Our analysis has several limitations. The RISE study asked participants to commit to frequent blood donation and targeted recruitment to achieve proportional representation based on gender and donation history. Further study is needed to assess the generalizability of our prediction model’s performance to a general blood donor population. Additionally, the outcomes we estimated at the population level are specific to the RISE cohort. In particular, the baseline rate of adverse outcomes and the reduction in supply introduced by tailored IDIs may be lower in populations with lower return rates. Another limitation of the RISE data is that ferritin and other biomarkers were not measured for all follow-up visits. We factored this into our analysis by assuming these biomarkers were missing at random, but this may not be the case.

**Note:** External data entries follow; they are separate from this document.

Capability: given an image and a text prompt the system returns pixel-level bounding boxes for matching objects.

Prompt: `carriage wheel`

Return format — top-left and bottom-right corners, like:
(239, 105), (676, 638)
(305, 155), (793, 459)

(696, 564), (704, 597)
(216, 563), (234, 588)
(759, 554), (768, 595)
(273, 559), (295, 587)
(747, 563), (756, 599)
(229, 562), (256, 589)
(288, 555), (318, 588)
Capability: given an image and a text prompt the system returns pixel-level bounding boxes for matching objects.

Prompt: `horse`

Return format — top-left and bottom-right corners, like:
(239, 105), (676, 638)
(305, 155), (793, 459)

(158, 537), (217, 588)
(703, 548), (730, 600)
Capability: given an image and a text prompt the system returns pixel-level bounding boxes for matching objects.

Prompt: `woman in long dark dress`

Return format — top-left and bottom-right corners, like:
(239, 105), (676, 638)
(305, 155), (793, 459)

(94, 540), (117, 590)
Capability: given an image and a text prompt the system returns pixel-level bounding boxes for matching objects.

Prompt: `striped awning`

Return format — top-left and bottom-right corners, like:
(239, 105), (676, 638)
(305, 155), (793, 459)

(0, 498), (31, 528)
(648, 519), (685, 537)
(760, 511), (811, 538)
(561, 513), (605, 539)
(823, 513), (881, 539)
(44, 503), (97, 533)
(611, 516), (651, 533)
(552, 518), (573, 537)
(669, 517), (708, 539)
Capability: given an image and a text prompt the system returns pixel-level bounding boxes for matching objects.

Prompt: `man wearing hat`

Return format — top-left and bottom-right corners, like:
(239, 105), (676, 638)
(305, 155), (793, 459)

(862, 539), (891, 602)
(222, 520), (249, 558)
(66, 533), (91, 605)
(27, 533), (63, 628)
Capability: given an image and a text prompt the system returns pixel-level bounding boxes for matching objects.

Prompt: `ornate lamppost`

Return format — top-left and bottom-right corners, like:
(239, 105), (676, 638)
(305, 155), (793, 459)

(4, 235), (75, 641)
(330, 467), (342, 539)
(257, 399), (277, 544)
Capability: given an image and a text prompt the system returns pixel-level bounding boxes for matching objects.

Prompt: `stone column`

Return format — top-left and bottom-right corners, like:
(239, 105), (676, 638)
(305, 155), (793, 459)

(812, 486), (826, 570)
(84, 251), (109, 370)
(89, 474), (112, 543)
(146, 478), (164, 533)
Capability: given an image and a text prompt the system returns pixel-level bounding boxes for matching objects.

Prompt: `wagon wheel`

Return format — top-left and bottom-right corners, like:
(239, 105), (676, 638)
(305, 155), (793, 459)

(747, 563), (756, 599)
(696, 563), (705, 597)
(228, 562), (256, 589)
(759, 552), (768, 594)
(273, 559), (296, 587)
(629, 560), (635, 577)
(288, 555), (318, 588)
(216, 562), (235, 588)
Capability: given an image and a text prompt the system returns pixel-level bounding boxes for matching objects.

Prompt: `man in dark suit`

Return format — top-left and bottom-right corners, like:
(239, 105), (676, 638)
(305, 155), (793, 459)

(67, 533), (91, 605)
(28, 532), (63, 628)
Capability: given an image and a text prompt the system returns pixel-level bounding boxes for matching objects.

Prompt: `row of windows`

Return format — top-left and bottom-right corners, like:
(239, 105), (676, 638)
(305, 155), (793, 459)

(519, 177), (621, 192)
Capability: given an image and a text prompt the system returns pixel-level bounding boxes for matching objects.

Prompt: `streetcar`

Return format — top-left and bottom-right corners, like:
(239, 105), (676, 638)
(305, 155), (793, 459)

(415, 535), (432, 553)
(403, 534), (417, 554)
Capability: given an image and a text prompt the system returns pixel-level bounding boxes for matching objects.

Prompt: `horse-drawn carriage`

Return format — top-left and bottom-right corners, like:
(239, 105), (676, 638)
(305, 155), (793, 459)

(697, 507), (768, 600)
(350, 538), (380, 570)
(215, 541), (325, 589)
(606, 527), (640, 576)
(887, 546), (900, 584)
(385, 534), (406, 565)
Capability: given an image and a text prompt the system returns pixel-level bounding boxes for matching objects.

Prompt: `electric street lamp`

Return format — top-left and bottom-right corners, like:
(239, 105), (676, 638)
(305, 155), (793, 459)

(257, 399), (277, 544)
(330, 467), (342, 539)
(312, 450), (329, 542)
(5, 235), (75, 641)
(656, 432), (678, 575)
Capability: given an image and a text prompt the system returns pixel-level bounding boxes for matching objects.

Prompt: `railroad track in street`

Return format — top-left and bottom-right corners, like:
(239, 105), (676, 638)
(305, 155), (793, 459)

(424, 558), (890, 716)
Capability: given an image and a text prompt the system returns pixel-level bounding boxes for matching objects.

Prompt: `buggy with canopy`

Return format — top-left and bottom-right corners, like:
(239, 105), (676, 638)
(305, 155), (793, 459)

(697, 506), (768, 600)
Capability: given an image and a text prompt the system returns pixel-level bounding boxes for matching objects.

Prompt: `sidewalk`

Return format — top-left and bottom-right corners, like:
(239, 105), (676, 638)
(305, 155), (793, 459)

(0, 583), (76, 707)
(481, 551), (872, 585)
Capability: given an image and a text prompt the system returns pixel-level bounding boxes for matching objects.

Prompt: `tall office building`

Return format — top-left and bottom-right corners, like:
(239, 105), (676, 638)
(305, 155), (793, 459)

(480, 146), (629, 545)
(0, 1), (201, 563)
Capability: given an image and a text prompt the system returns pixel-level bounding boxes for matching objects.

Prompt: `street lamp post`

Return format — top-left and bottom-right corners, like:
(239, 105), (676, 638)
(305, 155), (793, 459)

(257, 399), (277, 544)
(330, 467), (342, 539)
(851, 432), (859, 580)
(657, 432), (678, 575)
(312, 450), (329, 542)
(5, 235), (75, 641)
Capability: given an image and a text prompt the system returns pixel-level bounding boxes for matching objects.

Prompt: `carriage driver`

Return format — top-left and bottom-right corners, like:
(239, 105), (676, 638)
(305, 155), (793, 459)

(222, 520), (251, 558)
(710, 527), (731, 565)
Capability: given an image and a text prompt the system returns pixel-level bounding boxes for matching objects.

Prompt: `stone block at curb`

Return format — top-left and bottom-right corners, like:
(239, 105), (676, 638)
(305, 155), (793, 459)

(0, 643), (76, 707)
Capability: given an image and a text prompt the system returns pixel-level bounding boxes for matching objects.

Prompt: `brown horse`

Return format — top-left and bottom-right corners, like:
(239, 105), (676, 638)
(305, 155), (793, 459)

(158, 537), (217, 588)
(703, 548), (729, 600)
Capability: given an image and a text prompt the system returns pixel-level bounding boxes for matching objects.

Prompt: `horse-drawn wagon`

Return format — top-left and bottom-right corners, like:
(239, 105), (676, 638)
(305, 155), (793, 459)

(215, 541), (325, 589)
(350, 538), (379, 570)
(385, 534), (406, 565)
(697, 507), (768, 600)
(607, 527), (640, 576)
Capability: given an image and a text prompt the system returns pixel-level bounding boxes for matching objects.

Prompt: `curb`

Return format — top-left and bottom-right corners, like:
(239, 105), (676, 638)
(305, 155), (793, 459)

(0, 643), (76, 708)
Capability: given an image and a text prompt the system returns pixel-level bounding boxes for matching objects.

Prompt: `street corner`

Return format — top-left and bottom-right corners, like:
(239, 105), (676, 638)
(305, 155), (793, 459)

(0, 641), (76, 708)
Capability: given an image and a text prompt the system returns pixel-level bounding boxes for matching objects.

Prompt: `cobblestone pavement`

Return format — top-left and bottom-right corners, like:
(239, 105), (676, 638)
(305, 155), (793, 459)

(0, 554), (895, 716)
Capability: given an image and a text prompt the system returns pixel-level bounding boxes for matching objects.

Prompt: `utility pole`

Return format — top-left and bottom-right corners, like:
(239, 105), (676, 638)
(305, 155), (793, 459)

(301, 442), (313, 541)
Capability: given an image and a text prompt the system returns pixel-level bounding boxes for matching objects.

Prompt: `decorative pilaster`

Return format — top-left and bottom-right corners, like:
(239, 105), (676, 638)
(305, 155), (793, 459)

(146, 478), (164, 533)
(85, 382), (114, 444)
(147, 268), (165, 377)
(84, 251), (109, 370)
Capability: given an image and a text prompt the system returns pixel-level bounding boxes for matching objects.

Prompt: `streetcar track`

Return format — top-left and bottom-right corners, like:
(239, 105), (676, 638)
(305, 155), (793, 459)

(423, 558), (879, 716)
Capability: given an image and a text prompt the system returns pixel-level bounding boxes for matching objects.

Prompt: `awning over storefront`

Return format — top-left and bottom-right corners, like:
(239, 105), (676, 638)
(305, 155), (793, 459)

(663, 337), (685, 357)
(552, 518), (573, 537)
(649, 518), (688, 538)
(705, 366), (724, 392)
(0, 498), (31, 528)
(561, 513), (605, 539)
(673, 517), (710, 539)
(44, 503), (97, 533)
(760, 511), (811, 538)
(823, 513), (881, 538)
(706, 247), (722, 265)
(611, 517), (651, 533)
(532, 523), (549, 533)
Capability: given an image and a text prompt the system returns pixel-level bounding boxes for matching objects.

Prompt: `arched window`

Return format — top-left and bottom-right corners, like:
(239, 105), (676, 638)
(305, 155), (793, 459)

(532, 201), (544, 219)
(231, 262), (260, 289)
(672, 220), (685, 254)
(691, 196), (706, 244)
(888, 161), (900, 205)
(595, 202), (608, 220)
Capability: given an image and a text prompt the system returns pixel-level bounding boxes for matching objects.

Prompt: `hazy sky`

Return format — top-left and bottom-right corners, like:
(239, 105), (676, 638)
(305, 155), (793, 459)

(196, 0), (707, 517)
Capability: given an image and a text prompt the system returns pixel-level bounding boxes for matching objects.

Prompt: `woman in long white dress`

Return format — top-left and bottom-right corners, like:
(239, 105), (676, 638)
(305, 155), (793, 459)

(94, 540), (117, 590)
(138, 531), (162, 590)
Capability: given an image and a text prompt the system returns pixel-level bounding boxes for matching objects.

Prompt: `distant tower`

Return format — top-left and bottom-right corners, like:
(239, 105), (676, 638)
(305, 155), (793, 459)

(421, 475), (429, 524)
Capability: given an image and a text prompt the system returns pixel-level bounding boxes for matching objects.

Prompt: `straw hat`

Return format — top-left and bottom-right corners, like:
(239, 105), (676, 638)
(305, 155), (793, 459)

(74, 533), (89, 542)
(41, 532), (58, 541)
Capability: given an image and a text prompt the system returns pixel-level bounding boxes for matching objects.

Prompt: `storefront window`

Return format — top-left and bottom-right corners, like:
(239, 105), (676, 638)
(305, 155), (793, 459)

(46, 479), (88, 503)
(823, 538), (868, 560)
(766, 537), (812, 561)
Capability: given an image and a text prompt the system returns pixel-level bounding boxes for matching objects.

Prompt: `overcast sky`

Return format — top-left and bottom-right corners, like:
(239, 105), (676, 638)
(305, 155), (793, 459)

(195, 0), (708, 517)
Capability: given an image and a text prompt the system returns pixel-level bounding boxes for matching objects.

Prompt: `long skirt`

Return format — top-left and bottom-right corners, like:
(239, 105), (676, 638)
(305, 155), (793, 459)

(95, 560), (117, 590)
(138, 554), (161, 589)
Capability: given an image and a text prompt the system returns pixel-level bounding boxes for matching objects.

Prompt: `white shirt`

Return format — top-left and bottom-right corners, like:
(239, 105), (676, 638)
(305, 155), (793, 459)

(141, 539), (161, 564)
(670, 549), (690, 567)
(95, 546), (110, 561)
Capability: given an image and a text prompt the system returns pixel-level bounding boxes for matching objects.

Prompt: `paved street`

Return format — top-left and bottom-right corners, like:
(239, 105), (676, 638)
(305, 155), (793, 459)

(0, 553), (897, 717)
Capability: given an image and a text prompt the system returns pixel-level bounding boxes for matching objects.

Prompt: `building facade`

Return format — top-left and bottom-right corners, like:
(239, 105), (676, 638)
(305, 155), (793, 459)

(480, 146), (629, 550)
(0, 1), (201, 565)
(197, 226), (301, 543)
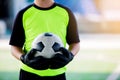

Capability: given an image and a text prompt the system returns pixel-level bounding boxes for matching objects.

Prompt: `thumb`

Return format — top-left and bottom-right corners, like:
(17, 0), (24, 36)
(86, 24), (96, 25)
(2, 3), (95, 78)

(25, 49), (37, 61)
(59, 47), (70, 58)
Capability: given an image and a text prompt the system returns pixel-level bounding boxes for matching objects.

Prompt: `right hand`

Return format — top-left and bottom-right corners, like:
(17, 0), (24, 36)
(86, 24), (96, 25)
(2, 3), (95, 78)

(20, 49), (50, 70)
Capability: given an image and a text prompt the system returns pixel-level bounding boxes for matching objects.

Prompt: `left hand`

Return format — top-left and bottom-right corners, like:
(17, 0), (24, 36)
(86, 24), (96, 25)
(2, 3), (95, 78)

(50, 47), (74, 69)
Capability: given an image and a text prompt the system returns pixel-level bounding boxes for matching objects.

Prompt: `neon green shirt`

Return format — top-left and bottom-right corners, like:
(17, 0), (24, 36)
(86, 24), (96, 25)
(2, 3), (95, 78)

(9, 3), (80, 76)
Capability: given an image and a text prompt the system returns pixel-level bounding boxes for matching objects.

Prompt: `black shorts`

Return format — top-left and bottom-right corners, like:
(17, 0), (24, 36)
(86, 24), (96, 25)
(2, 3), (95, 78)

(19, 69), (66, 80)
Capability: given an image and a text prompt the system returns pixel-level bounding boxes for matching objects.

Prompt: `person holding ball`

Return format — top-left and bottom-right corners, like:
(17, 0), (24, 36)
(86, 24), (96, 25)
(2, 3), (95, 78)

(9, 0), (80, 80)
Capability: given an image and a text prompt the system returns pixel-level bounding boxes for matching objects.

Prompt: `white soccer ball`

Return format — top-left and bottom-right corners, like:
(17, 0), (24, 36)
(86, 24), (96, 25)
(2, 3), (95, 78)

(32, 33), (64, 58)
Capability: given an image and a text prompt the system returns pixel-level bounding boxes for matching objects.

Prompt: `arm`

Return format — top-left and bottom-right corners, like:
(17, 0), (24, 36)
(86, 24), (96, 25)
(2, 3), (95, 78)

(11, 45), (24, 60)
(69, 42), (80, 56)
(66, 7), (80, 55)
(9, 10), (25, 61)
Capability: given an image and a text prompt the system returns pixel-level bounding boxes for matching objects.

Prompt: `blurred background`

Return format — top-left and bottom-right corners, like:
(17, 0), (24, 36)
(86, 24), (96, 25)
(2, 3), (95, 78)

(0, 0), (120, 80)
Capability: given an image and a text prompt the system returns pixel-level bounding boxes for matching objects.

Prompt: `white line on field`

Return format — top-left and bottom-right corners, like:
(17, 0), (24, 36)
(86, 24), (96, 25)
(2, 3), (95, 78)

(106, 64), (120, 80)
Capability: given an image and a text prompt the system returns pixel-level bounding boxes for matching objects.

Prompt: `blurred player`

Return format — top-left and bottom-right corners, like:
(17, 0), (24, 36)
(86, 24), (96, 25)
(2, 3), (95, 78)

(9, 0), (80, 80)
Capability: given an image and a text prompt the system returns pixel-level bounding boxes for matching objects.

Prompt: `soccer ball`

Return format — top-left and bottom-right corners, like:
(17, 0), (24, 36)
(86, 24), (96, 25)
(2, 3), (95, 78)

(32, 33), (64, 58)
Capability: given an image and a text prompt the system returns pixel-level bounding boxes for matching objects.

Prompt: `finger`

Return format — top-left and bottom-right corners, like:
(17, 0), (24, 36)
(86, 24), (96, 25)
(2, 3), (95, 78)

(27, 49), (37, 59)
(52, 54), (68, 62)
(59, 47), (69, 58)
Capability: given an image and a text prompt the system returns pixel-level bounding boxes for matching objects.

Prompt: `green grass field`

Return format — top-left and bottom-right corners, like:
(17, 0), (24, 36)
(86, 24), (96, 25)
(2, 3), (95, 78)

(0, 48), (120, 80)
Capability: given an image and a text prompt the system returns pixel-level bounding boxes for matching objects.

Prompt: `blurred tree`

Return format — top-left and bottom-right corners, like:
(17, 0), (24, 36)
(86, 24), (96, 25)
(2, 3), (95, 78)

(27, 0), (34, 3)
(55, 0), (84, 14)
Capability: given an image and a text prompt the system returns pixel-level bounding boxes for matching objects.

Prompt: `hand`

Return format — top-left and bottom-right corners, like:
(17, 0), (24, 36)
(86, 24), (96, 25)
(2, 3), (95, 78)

(20, 49), (50, 70)
(50, 47), (74, 69)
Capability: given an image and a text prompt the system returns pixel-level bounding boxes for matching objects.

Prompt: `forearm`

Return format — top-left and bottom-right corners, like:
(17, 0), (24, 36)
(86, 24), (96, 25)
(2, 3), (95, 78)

(11, 45), (24, 60)
(68, 42), (80, 56)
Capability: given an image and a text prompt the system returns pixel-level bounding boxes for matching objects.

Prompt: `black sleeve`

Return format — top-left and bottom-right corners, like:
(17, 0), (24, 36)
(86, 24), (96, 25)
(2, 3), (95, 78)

(66, 8), (80, 44)
(9, 11), (25, 48)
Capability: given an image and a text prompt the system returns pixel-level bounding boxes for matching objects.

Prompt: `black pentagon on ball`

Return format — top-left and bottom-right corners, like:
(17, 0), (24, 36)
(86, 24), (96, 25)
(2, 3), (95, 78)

(52, 42), (61, 52)
(37, 42), (45, 52)
(44, 33), (52, 36)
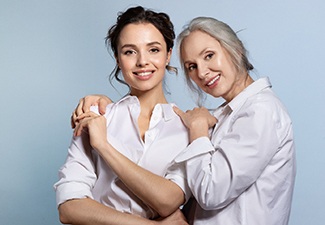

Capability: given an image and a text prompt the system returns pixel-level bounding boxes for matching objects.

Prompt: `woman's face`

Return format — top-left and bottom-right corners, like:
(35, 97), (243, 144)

(116, 23), (171, 95)
(181, 30), (247, 102)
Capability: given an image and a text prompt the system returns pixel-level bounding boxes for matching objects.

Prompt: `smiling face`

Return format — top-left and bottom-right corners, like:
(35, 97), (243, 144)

(181, 30), (251, 102)
(116, 23), (171, 96)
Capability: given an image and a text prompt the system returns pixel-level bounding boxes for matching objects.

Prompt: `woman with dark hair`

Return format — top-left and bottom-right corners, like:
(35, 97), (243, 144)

(54, 6), (189, 225)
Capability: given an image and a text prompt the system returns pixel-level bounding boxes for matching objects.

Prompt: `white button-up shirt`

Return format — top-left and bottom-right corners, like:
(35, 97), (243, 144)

(169, 77), (296, 225)
(54, 95), (189, 218)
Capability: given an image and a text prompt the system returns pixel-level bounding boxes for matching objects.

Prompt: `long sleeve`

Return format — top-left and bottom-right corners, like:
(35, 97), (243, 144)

(54, 133), (97, 206)
(177, 98), (287, 210)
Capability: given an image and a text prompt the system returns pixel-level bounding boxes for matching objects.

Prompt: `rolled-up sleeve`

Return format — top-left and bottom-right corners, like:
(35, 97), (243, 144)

(54, 133), (97, 207)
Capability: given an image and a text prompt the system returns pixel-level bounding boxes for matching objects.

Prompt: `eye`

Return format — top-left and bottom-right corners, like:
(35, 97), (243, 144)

(149, 48), (160, 53)
(205, 52), (214, 60)
(187, 64), (197, 72)
(123, 50), (136, 55)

Two other limitations must be overcome before tailored IDIs can be implemented in practice. First, a decision-maker must identify risk thresholds for each adverse outcome in our method. Experts may not agree on the level of risk that is acceptable and how the sufficiency of the blood supply should be weighed against risks to donors. Further work is needed to understand these trade-offs and identify reasonable risk thresholds. Second, this method may face significant barriers to implementation. Sophisticated machine learning techniques for decision-making require technical expertise to develop and maintain and are opaque in the sense that humans cannot readily understand how the system arrived at a decision. In a growing literature on interpretable machine learning, methods have been developed for constructing simpler decision rules that sometimes perform on par with advanced machine learning techniques [146–150]. Further work is needed to assess barriers to the adoption of the tailored IDI method developed here and to determine whether simpler decision rules might be easier to implement and perform similarly. Despite these limitations, our analysis suggests that individual risk prediction could be a useful tool for ensuring a sufficient blood supply while managing iron-related risks to repeat blood donors.